Juros devem ficar inalterados pelo menos até março, diz Octavio de Barros
Para o economista-chefe do Bradesco, Octavio de Barros, a decisão do Banco Central de manter a taxa básica de juros foi correta e a declaração divulgada sugere que é necessário um tempo mais longo para aferir a pertinência de aumento de juros em 2011.
“Acredito que o statement posterga no mínimo para março o exame da pertinência de se aumentar a taxa de juros no ano que vem. Até lá, pode ser que a inflação de alimentos esteja bem mais atenuada”, afirmou.
Segundo ele, o IPA agrícola pode ficar em torno de 0% já neste mês, e os efeitos das recentes medidas macroprudenciais sobre a atividade tenham tido reflexo relevante.
“Entendo que o mercado tenha subestimado o real impacto das medidas e possivelmente será necessário revisarmos para baixo o crescimento do PIB do primeiro trimestre de 2011 que, mais uma vez, poderá crescer abaixo do potencial”, disse o economista.

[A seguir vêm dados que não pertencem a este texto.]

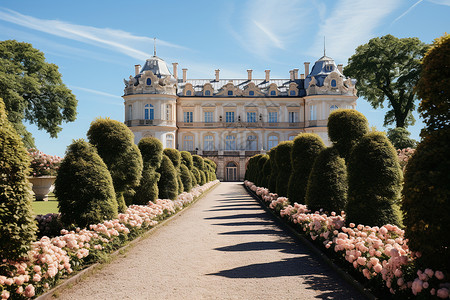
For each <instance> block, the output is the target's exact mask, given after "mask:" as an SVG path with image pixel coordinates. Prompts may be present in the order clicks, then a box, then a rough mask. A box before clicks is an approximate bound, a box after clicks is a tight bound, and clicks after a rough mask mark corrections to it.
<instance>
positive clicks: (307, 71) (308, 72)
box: [305, 62, 310, 76]
mask: <svg viewBox="0 0 450 300" xmlns="http://www.w3.org/2000/svg"><path fill="white" fill-rule="evenodd" d="M309 64H310V63H309V62H306V63H305V76H308V75H309Z"/></svg>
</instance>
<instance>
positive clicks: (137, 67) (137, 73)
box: [134, 65, 141, 76]
mask: <svg viewBox="0 0 450 300" xmlns="http://www.w3.org/2000/svg"><path fill="white" fill-rule="evenodd" d="M140 68H141V65H134V76H136V75H137V74H139V69H140Z"/></svg>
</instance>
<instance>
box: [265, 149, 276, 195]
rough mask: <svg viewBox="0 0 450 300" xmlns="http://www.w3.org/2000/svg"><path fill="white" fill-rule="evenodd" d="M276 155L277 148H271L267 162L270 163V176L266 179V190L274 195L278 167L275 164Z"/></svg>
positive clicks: (275, 160)
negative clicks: (268, 190)
mask: <svg viewBox="0 0 450 300" xmlns="http://www.w3.org/2000/svg"><path fill="white" fill-rule="evenodd" d="M276 153H277V147H273V148H272V149H270V152H269V161H270V176H269V178H268V179H267V181H268V187H267V188H268V189H269V190H270V191H271V192H272V193H275V190H276V189H277V176H278V167H277V162H276Z"/></svg>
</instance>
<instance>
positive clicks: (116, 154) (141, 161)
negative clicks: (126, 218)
mask: <svg viewBox="0 0 450 300" xmlns="http://www.w3.org/2000/svg"><path fill="white" fill-rule="evenodd" d="M87 137H88V139H89V141H90V142H91V144H93V145H94V146H95V147H96V148H97V151H98V154H99V155H100V157H101V158H102V159H103V161H104V162H105V164H106V165H107V166H108V170H109V172H110V173H111V177H112V179H113V183H114V189H115V191H116V198H117V203H118V205H119V212H124V211H125V210H126V205H125V200H124V196H123V194H124V192H126V191H129V190H130V189H134V188H135V187H136V186H138V185H139V182H140V180H141V177H142V170H143V162H142V155H141V153H140V151H139V148H138V147H137V146H136V145H135V144H134V136H133V133H132V132H131V130H130V129H129V128H128V127H127V126H126V125H125V124H123V123H122V122H119V121H115V120H111V119H109V118H105V119H103V118H98V119H96V120H94V121H93V122H92V123H91V127H90V128H89V130H88V132H87Z"/></svg>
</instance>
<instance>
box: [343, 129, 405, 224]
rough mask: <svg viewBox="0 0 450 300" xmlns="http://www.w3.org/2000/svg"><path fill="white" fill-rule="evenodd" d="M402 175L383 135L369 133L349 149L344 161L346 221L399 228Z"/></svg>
mask: <svg viewBox="0 0 450 300" xmlns="http://www.w3.org/2000/svg"><path fill="white" fill-rule="evenodd" d="M402 181H403V174H402V170H401V168H400V165H399V162H398V157H397V151H396V150H395V149H394V147H393V146H392V144H391V142H390V141H389V140H388V138H387V137H386V135H385V134H384V133H381V132H372V133H369V134H367V135H366V136H364V137H363V138H362V139H361V141H360V142H359V143H358V144H357V145H356V146H355V147H354V148H353V150H352V152H351V154H350V158H349V162H348V184H349V188H348V204H347V207H346V209H345V212H346V214H347V221H348V222H352V223H355V224H364V225H368V226H380V227H381V226H383V225H385V224H393V225H401V214H400V210H399V206H398V205H399V203H400V192H401V189H402Z"/></svg>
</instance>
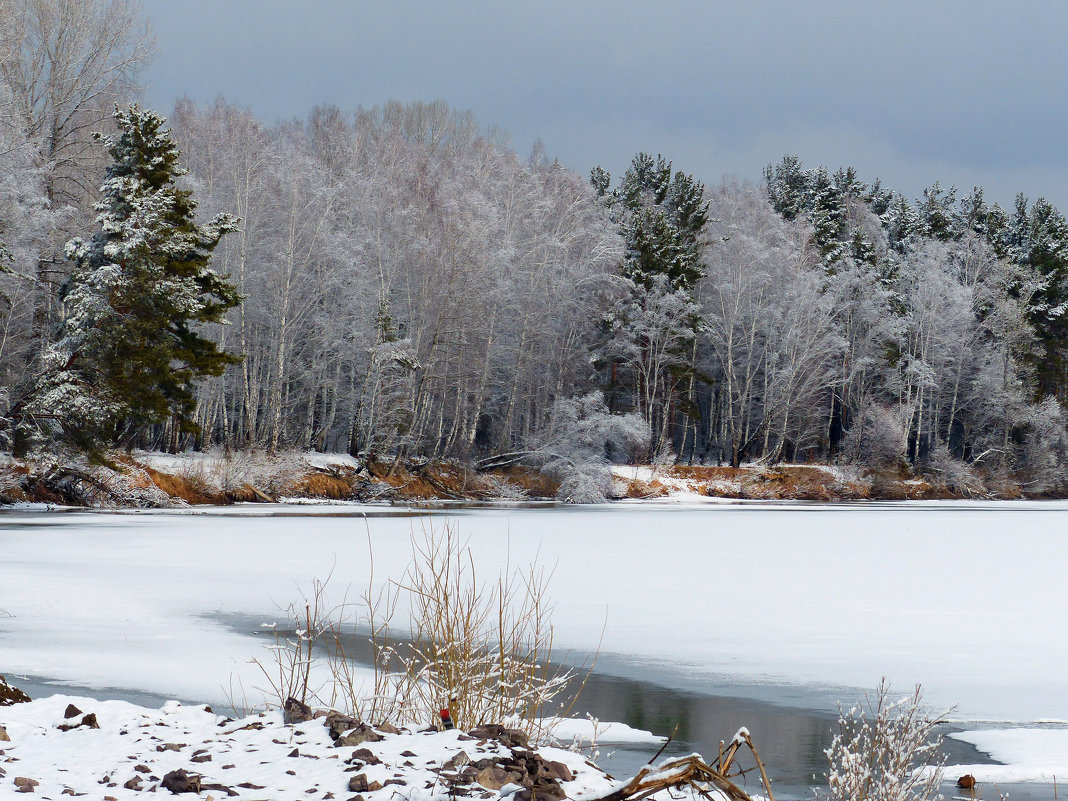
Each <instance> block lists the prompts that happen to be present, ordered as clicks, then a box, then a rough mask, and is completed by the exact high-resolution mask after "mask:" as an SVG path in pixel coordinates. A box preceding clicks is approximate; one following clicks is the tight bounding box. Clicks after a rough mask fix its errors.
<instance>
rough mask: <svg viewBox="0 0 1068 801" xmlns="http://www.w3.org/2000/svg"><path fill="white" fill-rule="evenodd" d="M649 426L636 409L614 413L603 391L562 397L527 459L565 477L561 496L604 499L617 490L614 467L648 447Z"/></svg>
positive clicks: (591, 498)
mask: <svg viewBox="0 0 1068 801" xmlns="http://www.w3.org/2000/svg"><path fill="white" fill-rule="evenodd" d="M648 436H649V434H648V428H647V427H646V425H645V422H644V421H643V420H642V418H641V417H639V415H638V414H634V413H628V414H611V413H609V411H608V408H607V407H606V405H604V397H603V395H601V393H600V392H592V393H590V394H588V395H583V396H581V397H569V398H560V399H557V400H556V402H555V403H554V404H553V407H552V414H551V415H550V421H549V425H548V426H547V427H546V428H545V430H544V431H543V434H541V437H540V442H539V443H538V445H537V447H536V449H535V450H534V451H533V452H532V453H531V454H530V455H529V456H528V457H527V458H528V461H530V462H532V464H534V465H537V466H538V467H540V469H541V470H543V471H544V472H545V473H547V474H548V475H551V476H553V477H555V478H556V480H557V481H559V482H560V490H559V492H557V497H559V498H560V499H561V500H563V501H569V502H571V503H600V502H601V501H603V500H604V499H606V498H607V497H608V494H609V493H610V492H611V490H612V474H611V472H609V466H610V465H613V464H621V462H622V464H626V462H628V461H630V460H631V459H632V457H633V456H634V454H635V453H637V452H639V451H641V450H643V449H644V446H645V443H646V442H647V441H648Z"/></svg>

Barros acrescenta ainda que, caso o esforço fiscal seja realmente surpreendentemente positivo com a manutenção da regra do salário mínimo e com medidas de corte de custeio do governo, a tese de Selic inalterada deverá ganhar probabilidade de se concretizar.

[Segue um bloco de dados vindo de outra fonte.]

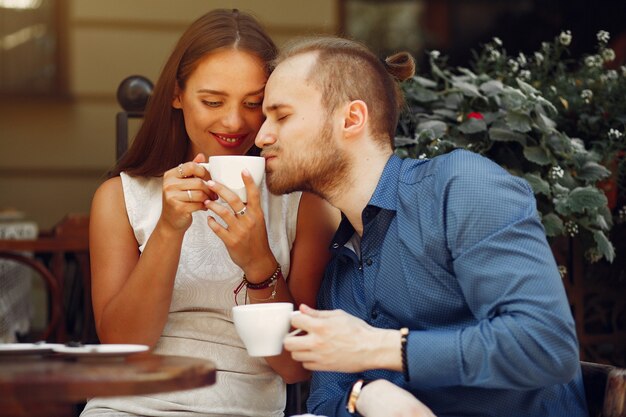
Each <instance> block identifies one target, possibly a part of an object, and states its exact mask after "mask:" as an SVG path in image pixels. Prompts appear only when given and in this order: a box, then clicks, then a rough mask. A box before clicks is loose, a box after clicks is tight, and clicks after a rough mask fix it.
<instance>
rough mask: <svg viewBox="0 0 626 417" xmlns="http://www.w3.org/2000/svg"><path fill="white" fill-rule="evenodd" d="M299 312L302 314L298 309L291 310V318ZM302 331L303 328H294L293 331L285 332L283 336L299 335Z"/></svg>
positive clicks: (300, 311)
mask: <svg viewBox="0 0 626 417" xmlns="http://www.w3.org/2000/svg"><path fill="white" fill-rule="evenodd" d="M300 314H302V312H301V311H300V310H296V311H292V312H291V318H294V317H295V316H299V315H300ZM303 332H304V330H302V329H296V330H294V331H291V332H289V333H287V336H285V337H290V336H297V335H299V334H300V333H303Z"/></svg>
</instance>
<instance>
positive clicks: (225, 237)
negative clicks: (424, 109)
mask: <svg viewBox="0 0 626 417" xmlns="http://www.w3.org/2000/svg"><path fill="white" fill-rule="evenodd" d="M241 178H242V179H243V183H244V185H245V186H246V194H247V196H248V203H247V204H244V203H243V202H242V201H241V199H240V198H239V197H238V196H237V195H236V194H235V193H234V192H232V191H231V190H229V189H228V188H227V187H226V186H224V185H222V184H220V183H217V182H215V181H209V182H208V186H209V189H210V190H211V191H213V192H215V193H216V194H217V195H219V197H221V199H222V200H224V201H225V202H226V203H228V206H229V207H226V206H225V205H224V204H220V203H218V202H216V201H210V200H209V201H205V206H206V208H208V209H210V210H212V211H213V212H214V213H215V214H217V215H218V216H219V217H220V218H221V219H222V220H223V221H224V222H225V223H226V227H223V226H222V225H220V224H219V223H218V222H217V221H216V220H215V219H214V218H213V217H209V218H208V223H209V227H210V228H211V229H212V230H213V231H214V232H215V234H216V235H217V236H218V237H219V238H220V239H222V241H223V242H224V244H225V245H226V248H227V249H228V254H229V255H230V258H231V259H232V260H233V262H234V263H236V264H237V265H238V266H239V267H240V268H241V269H243V271H244V273H245V274H246V276H247V278H248V279H249V280H250V281H251V282H257V281H258V282H261V281H263V280H265V279H267V277H269V276H270V275H272V273H273V272H274V270H275V269H276V265H277V262H276V259H275V258H274V255H273V254H272V251H271V249H270V245H269V241H268V239H267V230H266V228H265V217H264V215H263V209H262V208H261V193H260V191H259V188H258V187H257V186H256V184H255V183H254V180H253V179H252V176H251V175H250V173H249V172H248V170H243V172H242V173H241Z"/></svg>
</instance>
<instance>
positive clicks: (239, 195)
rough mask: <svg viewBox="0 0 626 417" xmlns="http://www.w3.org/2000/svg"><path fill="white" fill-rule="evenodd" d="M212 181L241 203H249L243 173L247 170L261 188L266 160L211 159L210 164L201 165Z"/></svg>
mask: <svg viewBox="0 0 626 417" xmlns="http://www.w3.org/2000/svg"><path fill="white" fill-rule="evenodd" d="M199 165H202V166H203V167H204V168H205V169H206V170H207V171H209V173H211V179H213V181H215V182H219V183H220V184H223V185H224V186H226V187H228V189H230V190H231V191H233V192H234V193H235V194H237V196H239V198H240V199H241V201H243V202H244V203H247V202H248V196H247V194H246V186H245V185H244V183H243V180H242V179H241V172H242V171H243V170H244V169H247V170H248V172H250V175H252V179H253V180H254V183H255V184H256V186H257V187H260V186H261V182H262V181H263V175H264V174H265V158H263V157H260V156H247V155H219V156H211V157H209V162H205V163H201V164H199Z"/></svg>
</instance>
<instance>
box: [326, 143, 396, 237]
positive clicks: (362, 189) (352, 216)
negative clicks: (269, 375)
mask: <svg viewBox="0 0 626 417" xmlns="http://www.w3.org/2000/svg"><path fill="white" fill-rule="evenodd" d="M364 148H365V149H364ZM364 148H360V151H358V152H357V151H355V152H354V153H352V156H353V158H352V165H351V167H350V170H349V171H348V178H346V181H345V182H344V184H348V185H349V186H347V187H343V188H344V189H343V190H337V191H339V192H336V193H333V194H332V195H330V196H327V199H328V201H329V202H330V203H331V204H332V205H333V206H335V207H337V208H338V209H339V210H341V212H342V213H343V214H345V216H346V217H347V218H348V220H349V221H350V223H351V224H352V226H353V227H354V230H355V231H356V232H357V234H358V235H359V236H363V220H362V218H361V213H362V212H363V209H364V208H365V206H367V203H369V201H370V200H371V198H372V195H373V194H374V190H376V186H377V185H378V182H379V180H380V177H381V175H382V173H383V170H384V169H385V165H386V164H387V161H389V158H390V157H391V155H392V154H393V151H392V150H391V149H389V150H381V148H380V147H379V146H377V145H376V144H374V143H371V142H370V143H368V145H367V146H365V147H364Z"/></svg>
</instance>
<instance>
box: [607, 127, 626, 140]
mask: <svg viewBox="0 0 626 417" xmlns="http://www.w3.org/2000/svg"><path fill="white" fill-rule="evenodd" d="M622 136H624V134H623V133H622V132H620V131H619V130H617V129H611V130H609V139H619V138H621V137H622Z"/></svg>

O Departamento Econômico do Bradesco reafirma o seu cenário básico (60% de probabilidade) de manutenção da taxa de juros durante todo ano de 2011. O cenário alternativo implicaria decepção em relação ao esforço fiscal e uma deterioração permanente dos dados de inflação corrente. Nesse caso, o o Bradesco projetaria um aperto de 125 pontos básicos durante 2011, possivelmente começando em março.